AI Transformation Is Mostly a Leadership Challenge
Companies keep treating AI as a technology problem and hand it to the tech team. The reason most transformations stall is sitting in the leadership room.

I led our agency through its restructuring during our AI transition, so I'll say plainly what the vendors won't: AI transformation is mostly a leadership challenge, not a technology one. The models are the easy part. The hard part is people, incentives, fear, and decision-making, and none of that lives in the IT department.
When a transformation stalls, leaders tend to blame the tools or the team. In my experience the real bottleneck is almost always at the top: unclear priorities, mixed signals about job security, and a refusal to change how the organization actually works.
Why the conventional wisdom is wrong
The conventional approach buys a platform, assigns it to the tech team, and waits for transformation to happen. It treats AI as software to install. But AI changes how people work, what their roles mean, and who holds power, and you cannot delegate that kind of change to a tools team. It belongs to leadership.
Employees resist AI when they fear it's coming for their jobs, and only leadership can address that honestly.
Without clear priorities from the top, teams scatter across dozens of low-value experiments.
The McKinsey research consistently ties AI value to CEO oversight and governance, not just tooling.
What is actually true
AI transformation succeeds when leadership does the human work: setting a clear direction, being honest about how roles will change, redesigning processes and incentives, and modeling adoption from the top. The technology follows. Skip the leadership work and the best platform in the world will sit unused while people quietly protect the old way.

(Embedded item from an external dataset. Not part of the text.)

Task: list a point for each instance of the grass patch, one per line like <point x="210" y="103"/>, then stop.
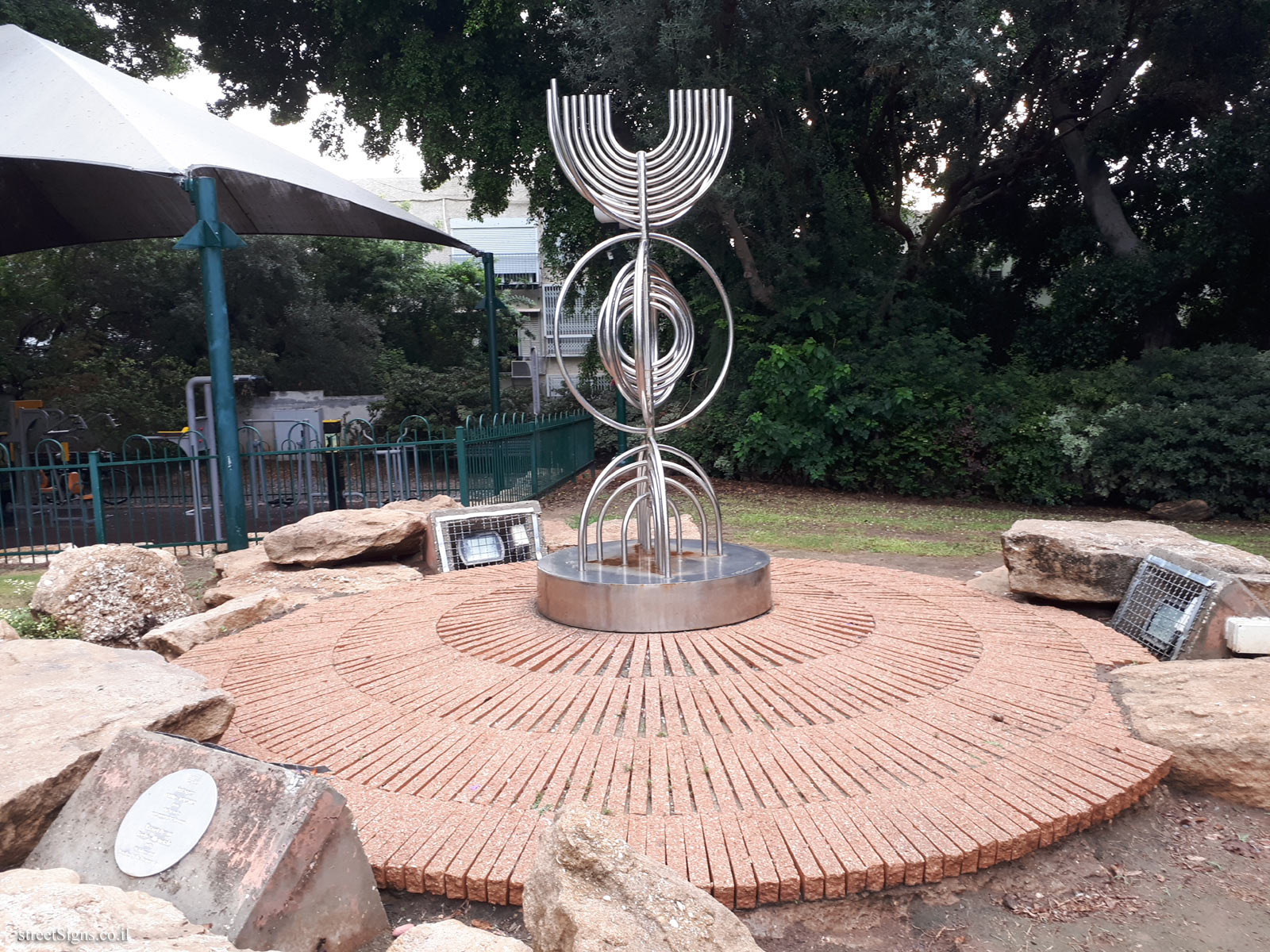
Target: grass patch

People don't resist tools. They resist uncertainty, lost status, and change imposed without explanation. That's a leadership problem with a leadership solution. When a capable team won't adopt a perfectly good system, it is almost never because the system is hard. It is because no one has told them honestly what it means for them, so they assume the worst and dig in.

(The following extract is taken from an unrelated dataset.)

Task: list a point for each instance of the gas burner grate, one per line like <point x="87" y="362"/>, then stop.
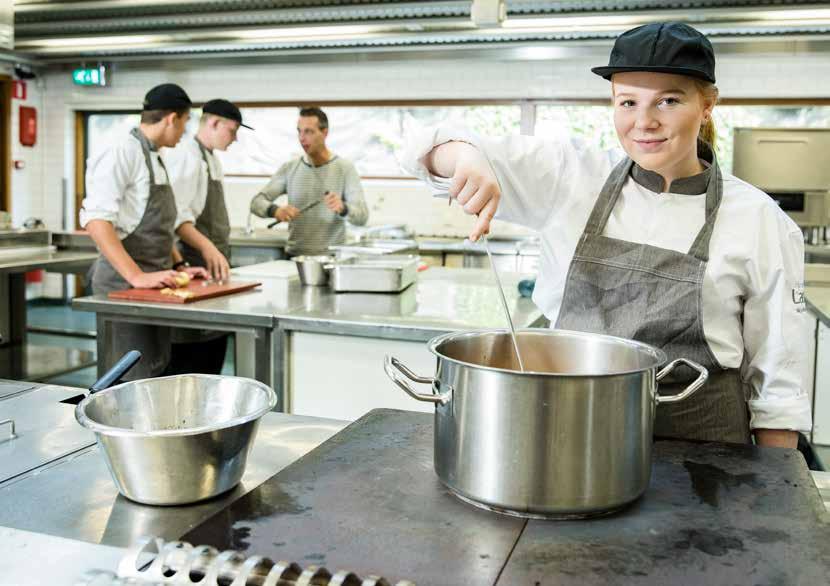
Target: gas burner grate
<point x="154" y="562"/>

There's also an incentive problem leaders forget to look at. If you ask people to embrace AI while their bonuses, targets, and status still reward the old manual way of working, they will rationally keep doing the old thing. Transformation requires rewiring what the organization actually rewards, and only leadership can touch those levers.
What we learned at TTGC
Our own transition taught me this firsthand. The technical rollout was straightforward; the organizational change was not. People needed to know their roles were evolving, not vanishing, and they needed to see leadership using the same tools and changing the same habits we asked of them. Restructuring the org, naming new roles, and being honest about what was changing mattered far more than any model we adopted. When we now guide clients, we spend more time in the leadership room than the server room, because that is where transformations are won or lost.
The hardest and most important conversations were never about technology. They were about people: who does what now, what happens to roles the AI touches, and how we keep trust while everything shifts. Leaders who avoided those conversations to seem decisive on tooling found their rollouts quietly stalling. Leaders who had them, even when they were uncomfortable, got teams that moved with them instead of against them.
The honest take
If your AI transformation is stalling, don't look at the technology first. Look at whether leadership has set a clear direction, addressed people's fears, and changed how the organization actually operates. Buying AI is easy. Leading people through what it changes is the real work, and it cannot be outsourced to a tools team. Own it from the top, or watch it stall.
Sources
McKinsey & Company, The State of AI (2024) — on CEO oversight and governance as drivers of AI value. mckinsey.com
TTGC — lessons from leading our own AI transition and organizational restructuring.